江戸時代、上方では、醸造・海運の鴻池、製銅の住友、呉服の三井が「三大豪福者」と謳われた。なかでも「駿河町両店(越後屋)は、実に日本国一番の商人。これに続く二、三番はない」と称されたのが、越後屋である。
その繁盛ぶりは、「世事見聞録」に、「大店三カ所を持ち、千余人の手代を使い、一日に金二千両の商いがあればお祝いをするという。二千両の金は、米五千俵の値である。五千俵の米は、五千人の百姓が一カ年苦しんで納める量である。それを畳の上にいて楽々と一日で取るのである」とあるように、桁外れであった。
「長者に二代なし」と言われた時代に、越後屋がなぜ発展を続け、老舗としての座を確立したのか。その謎を解明する手掛かりが三井家に伝わる「町人考見録」にある。
これは、三井総本家の三代目・高房が、父である二代目・高平の見聞した町人の盛衰の様子を、教訓の書として著したものである。

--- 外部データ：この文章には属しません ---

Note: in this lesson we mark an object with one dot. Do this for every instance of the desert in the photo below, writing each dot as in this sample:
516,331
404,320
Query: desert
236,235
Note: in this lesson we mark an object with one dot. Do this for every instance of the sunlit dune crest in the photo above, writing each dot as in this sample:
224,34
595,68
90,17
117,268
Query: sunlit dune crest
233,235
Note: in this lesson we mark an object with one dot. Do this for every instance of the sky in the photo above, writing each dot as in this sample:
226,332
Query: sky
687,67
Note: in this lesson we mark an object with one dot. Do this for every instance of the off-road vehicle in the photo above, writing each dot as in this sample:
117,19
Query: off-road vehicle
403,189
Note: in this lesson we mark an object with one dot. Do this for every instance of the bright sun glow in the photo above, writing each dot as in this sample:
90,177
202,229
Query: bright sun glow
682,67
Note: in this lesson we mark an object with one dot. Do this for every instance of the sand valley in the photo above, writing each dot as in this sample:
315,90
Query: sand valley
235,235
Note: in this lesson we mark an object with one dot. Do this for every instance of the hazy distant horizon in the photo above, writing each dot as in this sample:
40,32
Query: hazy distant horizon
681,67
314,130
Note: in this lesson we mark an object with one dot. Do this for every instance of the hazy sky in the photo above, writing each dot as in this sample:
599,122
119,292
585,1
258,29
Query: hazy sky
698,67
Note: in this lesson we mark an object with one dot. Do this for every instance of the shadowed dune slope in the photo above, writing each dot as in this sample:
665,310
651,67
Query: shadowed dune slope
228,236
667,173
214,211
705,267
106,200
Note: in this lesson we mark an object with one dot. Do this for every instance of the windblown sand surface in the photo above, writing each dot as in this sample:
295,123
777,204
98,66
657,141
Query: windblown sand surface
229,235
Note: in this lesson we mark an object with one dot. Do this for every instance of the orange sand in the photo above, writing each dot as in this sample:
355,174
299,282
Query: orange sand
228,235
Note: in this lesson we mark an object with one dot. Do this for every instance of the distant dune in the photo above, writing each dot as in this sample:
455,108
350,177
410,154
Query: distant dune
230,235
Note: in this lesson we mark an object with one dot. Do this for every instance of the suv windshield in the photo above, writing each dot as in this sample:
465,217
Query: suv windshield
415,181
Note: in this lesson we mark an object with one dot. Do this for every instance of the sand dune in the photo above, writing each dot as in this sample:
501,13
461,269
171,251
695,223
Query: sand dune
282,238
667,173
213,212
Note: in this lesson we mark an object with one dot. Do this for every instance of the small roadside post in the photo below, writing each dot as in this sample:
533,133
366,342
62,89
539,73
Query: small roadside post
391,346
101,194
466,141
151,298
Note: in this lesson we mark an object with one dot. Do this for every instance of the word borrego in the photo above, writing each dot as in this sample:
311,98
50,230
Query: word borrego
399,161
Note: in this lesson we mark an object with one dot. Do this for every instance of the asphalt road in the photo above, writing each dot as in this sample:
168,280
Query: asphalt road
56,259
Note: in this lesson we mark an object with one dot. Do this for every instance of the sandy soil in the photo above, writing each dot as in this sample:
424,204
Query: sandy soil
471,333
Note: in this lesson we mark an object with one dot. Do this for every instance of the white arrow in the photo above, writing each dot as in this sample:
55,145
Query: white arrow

そこには、「京・江戸・大坂の町人は、その先祖の代には田舎の町人から、または他家の手代から立身して商売に励み、子孫に財産を残すために一生のあいだ倹約し、家業以外のことには関心を持たず、大変な苦労をして子供に家を継がせたものである。
その子供の代には、まだ親の倹約ぶりを見習い、家もさほど豊かではない時に育っているので、一代の間は家業を守って商売に励むのだが、その子孫の代になると、そうはいかなくなる。
その代になると家が富み栄えている時に育っているので、苦労や金銀の大切さを知らず、世間の風潮ばかりを見習って思い上がり、家業は人任せにして月日を過ごすから、家計の出費が増えていくばかりである。年をとって、ようやく気がついても家業のやり方も分からず、支出が増えていくのに追われて、他人の金銀を借り受け、次第に利息に縛られて、ついには家を潰すのが、世の習わしである」と京都・江戸・大阪の55の店の盛衰のさまが具体的に書かれている。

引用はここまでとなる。